La organización estudiantil se ha centrado en actos de justicia feminista. No solo se trata de identificar y escrachar a la persona que causó el daño, sino señalar el contexto en el que estas violencias se generan y buscar medidas preventivas para evitar nuevos actos.
La Corte Constitucional colombiana reconoce que las mujeres denuncian a través de medios no institucionales, porque hay una falta de credibilidad de sus testimonios y también una falta de acción por parte de las instituciones donde se presenta el denuncio. Hay diferentes formas de hacer efectiva esta justicia, entre ellas, el “escrache”. Esta manifestación consiste en exponer al agresor que actúa de forma sistemática y mostrar cómo ejerce poder hacia sus víctimas.
“Presencié las asambleas, las movilizaciones y cómo se visibilizó este tipo de situaciones. Nadie espera un acoso, es difícil reaccionar ante una situación violenta”, cuenta la docente UIS, Lina Constanza Diaz Boada, quien lleva dos décadas en la institución.
Para la mayoría de las víctimas, el sistema de justicia no opera frente a las violencias de las mujeres, si no que las revictimiza. Es por esto, que dentro de los colectivos y organizaciones se ha reconocido el escrache como sistema para visibilizar. Ante el silencio, escrachar es la opción. Referente a esto, Tatiana Amaya Borrero, quien hace parte del Colectivo Aquelarre, afirma: “Este es el papel que se hace desde la justicia feminista: es ponerle nombre, hablar de abuso, hablar de acoso, no es un piropo, es acoso. No es un favor sexual que me pidió el profesor, es abuso. Reconocer que hay un poder que se ejerce hacia mí, por ser mujer”.
De acuerdo con el colectivo Tamboras Insurrectas en su “Guía para el escrache feminista” esta modalidad se da “en respuesta al deficiente acceso a la justicia y los alarmantes niveles de impunidad en los sistemas jurídicos al momento de reparar las vulneraciones a los derechos”. En algunos procesos, las denuncias recogidas y presentadas ante las instituciones se quedan “cortas” como material acusatorio.
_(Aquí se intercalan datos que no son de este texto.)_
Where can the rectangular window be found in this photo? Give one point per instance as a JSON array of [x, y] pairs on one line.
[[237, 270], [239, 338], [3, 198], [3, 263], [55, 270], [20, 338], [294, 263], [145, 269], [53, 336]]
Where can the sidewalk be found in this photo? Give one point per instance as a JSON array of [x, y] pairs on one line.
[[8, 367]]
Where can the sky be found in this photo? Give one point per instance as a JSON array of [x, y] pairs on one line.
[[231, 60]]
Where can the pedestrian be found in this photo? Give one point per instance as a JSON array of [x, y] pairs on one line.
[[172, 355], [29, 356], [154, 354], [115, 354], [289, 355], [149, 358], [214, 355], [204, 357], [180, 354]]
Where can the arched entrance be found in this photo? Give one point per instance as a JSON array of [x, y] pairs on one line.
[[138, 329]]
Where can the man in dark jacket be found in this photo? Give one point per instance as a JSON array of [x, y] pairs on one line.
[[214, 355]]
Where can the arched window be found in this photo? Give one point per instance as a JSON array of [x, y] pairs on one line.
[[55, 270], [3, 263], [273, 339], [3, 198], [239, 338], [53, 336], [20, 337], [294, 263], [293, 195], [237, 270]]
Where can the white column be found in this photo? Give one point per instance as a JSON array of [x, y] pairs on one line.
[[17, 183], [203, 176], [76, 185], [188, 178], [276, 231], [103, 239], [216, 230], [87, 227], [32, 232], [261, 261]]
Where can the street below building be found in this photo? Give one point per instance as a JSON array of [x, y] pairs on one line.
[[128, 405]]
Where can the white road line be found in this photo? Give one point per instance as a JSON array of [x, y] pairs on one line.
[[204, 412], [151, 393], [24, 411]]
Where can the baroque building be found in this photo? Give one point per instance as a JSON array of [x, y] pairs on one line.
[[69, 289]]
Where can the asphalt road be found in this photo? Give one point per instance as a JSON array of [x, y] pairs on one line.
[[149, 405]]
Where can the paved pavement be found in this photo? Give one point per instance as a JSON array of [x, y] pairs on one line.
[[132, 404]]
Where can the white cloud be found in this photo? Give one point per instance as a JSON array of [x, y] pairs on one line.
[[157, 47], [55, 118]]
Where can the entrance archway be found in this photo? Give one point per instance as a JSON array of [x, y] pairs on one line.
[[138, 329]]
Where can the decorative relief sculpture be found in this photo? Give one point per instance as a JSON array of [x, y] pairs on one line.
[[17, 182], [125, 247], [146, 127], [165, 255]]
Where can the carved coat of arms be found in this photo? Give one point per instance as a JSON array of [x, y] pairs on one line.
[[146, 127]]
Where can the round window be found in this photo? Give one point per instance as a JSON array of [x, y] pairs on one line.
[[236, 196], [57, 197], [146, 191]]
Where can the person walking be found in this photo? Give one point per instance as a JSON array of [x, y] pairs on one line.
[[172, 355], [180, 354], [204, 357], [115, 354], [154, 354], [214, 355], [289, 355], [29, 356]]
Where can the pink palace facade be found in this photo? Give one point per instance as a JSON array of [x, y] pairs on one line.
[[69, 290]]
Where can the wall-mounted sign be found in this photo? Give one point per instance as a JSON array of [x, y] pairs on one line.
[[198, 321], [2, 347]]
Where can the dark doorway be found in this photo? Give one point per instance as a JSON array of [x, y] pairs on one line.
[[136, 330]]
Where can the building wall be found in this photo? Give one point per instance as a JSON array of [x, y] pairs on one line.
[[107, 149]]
Frente a las denuncias, las universidades marginan a docentes para evitar un escándalo que afecte la reputación de la institución. ¿Pero qué cambia realmente para las estudiantes, si las universidades no admiten la responsabilidad del docente y las sanciones disciplinarias no existen?
Las medidas que “toman”
Como el tema definitivamente tiene trascendencia nacional, el Ministerio de Educación, un poco obligado, emitió “los lineamientos de prevención, detección, atención de violencias y cualquier tipo de discriminación basada en género” en las Instituciones de Educación Superior. Con esta medida, se busca fortalecer las acciones relacionadas a la equidad de género por medio de protocolos para que el sector universitario logre construir espacios seguros dentro de su comunidad educativa.
Otras instituciones de educación superior de la ciudad, como la Universidad Autónoma de Bucaramanga, de manera voluntaria, en 2021, decidieron iniciar procesos de investigación que les permitieran reconocer las formas de violencia de género que se pueden presentar en las aulas.
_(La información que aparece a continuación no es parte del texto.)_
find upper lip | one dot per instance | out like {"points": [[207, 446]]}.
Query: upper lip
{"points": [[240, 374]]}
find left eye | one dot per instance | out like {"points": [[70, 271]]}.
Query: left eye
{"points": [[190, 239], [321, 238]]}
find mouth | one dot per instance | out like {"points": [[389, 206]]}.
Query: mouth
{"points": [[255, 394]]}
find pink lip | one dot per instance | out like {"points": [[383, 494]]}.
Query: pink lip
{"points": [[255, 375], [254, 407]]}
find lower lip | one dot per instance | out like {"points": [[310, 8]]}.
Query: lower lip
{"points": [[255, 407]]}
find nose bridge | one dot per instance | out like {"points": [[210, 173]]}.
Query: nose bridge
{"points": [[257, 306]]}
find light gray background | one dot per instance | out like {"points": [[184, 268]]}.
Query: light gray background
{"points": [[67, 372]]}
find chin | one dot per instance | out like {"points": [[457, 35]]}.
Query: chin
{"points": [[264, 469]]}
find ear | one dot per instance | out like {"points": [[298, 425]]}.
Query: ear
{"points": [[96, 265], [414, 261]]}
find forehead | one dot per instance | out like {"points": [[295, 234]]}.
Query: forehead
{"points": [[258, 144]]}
La asesora jurídica del comité de género, Ana Patricia Pabón Mantilla, destacó la importancia de velar porque se cumplan las acciones y planes estratégicos para identificar las violencias y prevenir situaciones de acoso y hostigamiento basadas en género. Por medio de estas acciones, se busca proteger la integridad de las estudiantes y que su aprendizaje no se vea afectado por acciones intrusivas por parte del plantel académico de la institución.
Ninguna universidad está exenta de contar con abusadores dentro de sus aulas. El machismo está en todos los aspectos de la sociedad. No hay que esperar que la bomba atómica del constante rumor verificado explote en nuestras caras.
¿Cuántas denuncias son necesarias para que las instituciones se den cuenta que ya no es rentable hacerse los de la vista gorda?